5.4. Experiment 3: DrivFace Dataset

Once again, ReSVM outperformed the state-of-the-art approaches when tested on the DrivFace dataset as can be seen from Table 2 and Figure 10. All the approaches, including proposed and existing, underwent the same percentage degradation as can be seen in the case of the BU dataset. For instance, the percentage decrease in accuracy of VGG-19 and ResNet-101 was 57.30% and 46.63%, respectively. The dataset is smaller in size and has high intraclass variations due to the illumination factor of frames, glasses, eye gaze movements, talking to a passenger, picking up something on the dashboard, sleeping, etc. It can further be observed that ReSVM replaces the SVM classifier in ResNet-50, which increases its accuracy from 87.61% to 93.44%. As mentioned in Section 5.3, the SVM classifier shows good performance on small samples and large features [61].

5.5. Experiment 4: FT-UMT Dataset

As opposed to the other datasets considered in this study, the FT-UMT dataset poses more challenges because it also takes into account the user expressions, such as sadness and anger, which increases the intraclass variations. As can be seen in Table 2 and Figure 11, ReSVM exhibits the best performance accuracy as compared to the other approaches on this dataset.

5.6. Experiment 5: Execution Time

We compared the running time of our approach with the state-of-the-art on four datasets, namely: (i) State Farm Distracted Driver Detection, (ii) Boston University, (iii) DrivFace, and (iv) FT-UMT. It can be observed from Table 4 that ReSVM is 120, 10, 26, 49 times faster than VGG-19, Mobile-Net, InceptionV3, and Xception, respectively, on SFDDD while it is {141, 11, 30, 57} times faster in the case of the BU dataset. A similar trend is observed in DrivFace and FT-UMT datasets. The best execution time was achieved by ResNet-50 but at the cost of reduced accuracy. Our proposed approach, ReSVM, uses similar deep features as that of ResNet-50 but it differs in the use of the classifier. It can be observed from Table 2 that the usage of this SVM classifier increases its percentage accuracy from {89, 87.15, 87.61, 82.50} in the case of ResNet-50 to {95.5, 90.46, 93.44, 94.5} on SFDDD, BU, DrivFace, and FT-UMT, respectively, however, the execution time increases as well.

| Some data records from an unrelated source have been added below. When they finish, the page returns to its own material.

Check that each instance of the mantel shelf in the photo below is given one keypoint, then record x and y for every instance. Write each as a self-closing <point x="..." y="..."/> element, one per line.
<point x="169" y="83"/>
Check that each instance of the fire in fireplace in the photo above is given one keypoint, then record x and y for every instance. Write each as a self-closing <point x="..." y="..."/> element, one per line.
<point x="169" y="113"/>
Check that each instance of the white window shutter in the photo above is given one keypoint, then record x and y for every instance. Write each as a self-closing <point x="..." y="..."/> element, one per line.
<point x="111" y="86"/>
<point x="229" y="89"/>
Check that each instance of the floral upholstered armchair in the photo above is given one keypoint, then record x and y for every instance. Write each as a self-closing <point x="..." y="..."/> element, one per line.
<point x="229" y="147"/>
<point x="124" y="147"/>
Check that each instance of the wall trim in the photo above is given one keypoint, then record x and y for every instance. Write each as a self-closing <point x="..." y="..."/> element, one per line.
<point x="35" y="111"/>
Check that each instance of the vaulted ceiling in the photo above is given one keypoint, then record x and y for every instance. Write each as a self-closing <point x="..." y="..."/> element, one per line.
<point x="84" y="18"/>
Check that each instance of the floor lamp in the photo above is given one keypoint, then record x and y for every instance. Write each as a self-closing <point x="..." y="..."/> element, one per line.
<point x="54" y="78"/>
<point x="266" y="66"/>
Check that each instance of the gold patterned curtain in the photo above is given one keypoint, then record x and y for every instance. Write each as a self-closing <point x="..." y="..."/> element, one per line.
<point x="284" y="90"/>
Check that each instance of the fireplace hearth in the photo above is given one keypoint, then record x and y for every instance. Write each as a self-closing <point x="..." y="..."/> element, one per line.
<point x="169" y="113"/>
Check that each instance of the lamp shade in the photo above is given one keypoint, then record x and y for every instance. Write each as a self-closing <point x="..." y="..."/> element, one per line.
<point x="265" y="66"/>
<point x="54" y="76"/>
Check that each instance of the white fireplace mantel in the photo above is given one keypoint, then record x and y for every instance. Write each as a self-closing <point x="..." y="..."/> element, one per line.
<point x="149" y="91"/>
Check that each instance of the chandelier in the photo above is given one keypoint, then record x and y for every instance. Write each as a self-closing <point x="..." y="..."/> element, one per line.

6. Variants of Proposed Approach

We also explored the impact of replacing the SVM with other classifiers in our proposed approach ReSVM. More specifically, we explored the effect of using ID3, multilayer perceptron (MLP), AdaBoost, naive Bayes (NB), random forest (RF), and k-nearest neighbor (k-NN) classifiers on SFDDD, BU, DrivFace, and FT-UMT. The parameters of these approaches are shown in Table 5. In all experiments, ReSVM was seen to outperform other classifiers as shown in Table 6.
It can be observed that the SVM outperformed the other approaches in all four datasets. The ID3 algorithm exhibited lower accuracy compared to ReSVM as it suffered from overfitting. The degradation in MLP performance is due to the fact that it is hard to train and requires a large amount of training data. Naive Bayes implicitly assumes that all the attributes are mutually independent. This might not always hold true—thereby limiting its application in many scenarios. Random forest and k-NN are computationally very expensive in large datasets—the former due to the fact that it creates a lot of trees (unlike only one tree in the case of decision tree), while the latter suffers because it requires calculating distance for each data instance. They are also sensitive to noisy and missing data.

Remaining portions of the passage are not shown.